15. So far as the analysis of the medical evidence is concerned the judge has made a detailed analysis of the medical evidence. He may not have specifically made reference to the letter of 26th March 2014 but that letter is a letter from a general practitioner. It is interesting to note there was seemingly no medical evidence before the First-tier Tribunal from a consultant psychiatrist and all that there were were letters from the Appellant's general practitioner. Further it is clear from those letters that the Appellant's condition had improved and that she was no longer having suicidal thoughts. Further earlier correspondence indicates that the proceedings were affecting the Appellant's mental health something that happens regularly. The report of Dr Cohen is no more than a generic overview. I agree with the comments made by Ms Johnstone that firstly the report does not help the Tribunal as to whether or not this Appellant has a recall problem and secondly that in any event I am reminded and note that there have been previous findings of adverse credibility against the Appellant. I am quite satisfied that paragraph 49 does not imply that the judge has made findings prior to considering the Appellant's medical condition and the medical evidence. In fact it is clear that he has adopted a proper approach. All paragraph 49 states is that having carried out that analysis there is no medical condition which persuades him to come down in favour of the Appellant. That is a conclusion that he was entitled to make.

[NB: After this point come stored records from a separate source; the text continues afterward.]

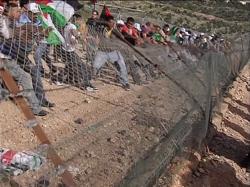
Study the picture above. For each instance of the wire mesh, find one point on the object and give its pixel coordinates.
(104, 134)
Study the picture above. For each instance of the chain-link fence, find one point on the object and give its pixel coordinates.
(73, 78)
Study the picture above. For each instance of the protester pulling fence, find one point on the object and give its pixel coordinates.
(47, 41)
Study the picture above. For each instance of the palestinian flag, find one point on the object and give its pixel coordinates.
(105, 13)
(54, 37)
(47, 7)
(55, 15)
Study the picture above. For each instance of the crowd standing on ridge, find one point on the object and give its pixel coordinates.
(41, 25)
(25, 24)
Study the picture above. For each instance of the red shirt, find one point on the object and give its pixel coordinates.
(132, 32)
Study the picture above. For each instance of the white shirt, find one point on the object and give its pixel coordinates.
(70, 39)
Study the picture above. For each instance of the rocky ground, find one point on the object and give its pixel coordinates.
(229, 142)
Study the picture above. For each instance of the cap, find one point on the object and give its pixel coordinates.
(137, 26)
(33, 7)
(95, 12)
(120, 22)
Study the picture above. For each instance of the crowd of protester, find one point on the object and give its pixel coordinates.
(39, 24)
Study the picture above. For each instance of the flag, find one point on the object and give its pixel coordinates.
(63, 8)
(105, 12)
(54, 37)
(58, 19)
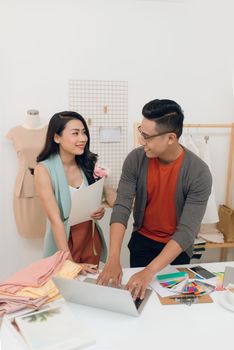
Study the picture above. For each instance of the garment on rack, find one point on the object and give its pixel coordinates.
(29, 215)
(202, 149)
(190, 144)
(211, 213)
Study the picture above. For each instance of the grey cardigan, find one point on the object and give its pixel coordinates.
(192, 192)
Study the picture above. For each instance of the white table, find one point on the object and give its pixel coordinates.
(167, 327)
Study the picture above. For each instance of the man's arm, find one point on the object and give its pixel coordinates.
(119, 219)
(112, 270)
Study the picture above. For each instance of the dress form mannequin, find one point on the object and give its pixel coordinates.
(32, 120)
(28, 140)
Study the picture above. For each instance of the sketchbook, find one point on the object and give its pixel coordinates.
(85, 201)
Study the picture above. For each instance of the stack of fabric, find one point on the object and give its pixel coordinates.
(32, 286)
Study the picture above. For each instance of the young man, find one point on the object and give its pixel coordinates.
(171, 186)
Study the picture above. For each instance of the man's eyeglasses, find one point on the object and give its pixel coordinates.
(149, 137)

16. This is a well thought-out and reasoned determination and full explanations as to the basis upon which the judge has reached his conclusions are set out therein. For all the above reasons the decision of the First-tier Tribunal Judge discloses no material error of law and the Appellant's appeal is dismissed and the decision of the First-tier Tribunal Judge is maintained.
17. The First-tier Tribunal did not make an order pursuant to Rule 13 of the Tribunal Procedure (First-tier Tribunal) (Immigration and Asylum Chamber) Rules 2014. No application is made to vary that order and none is made.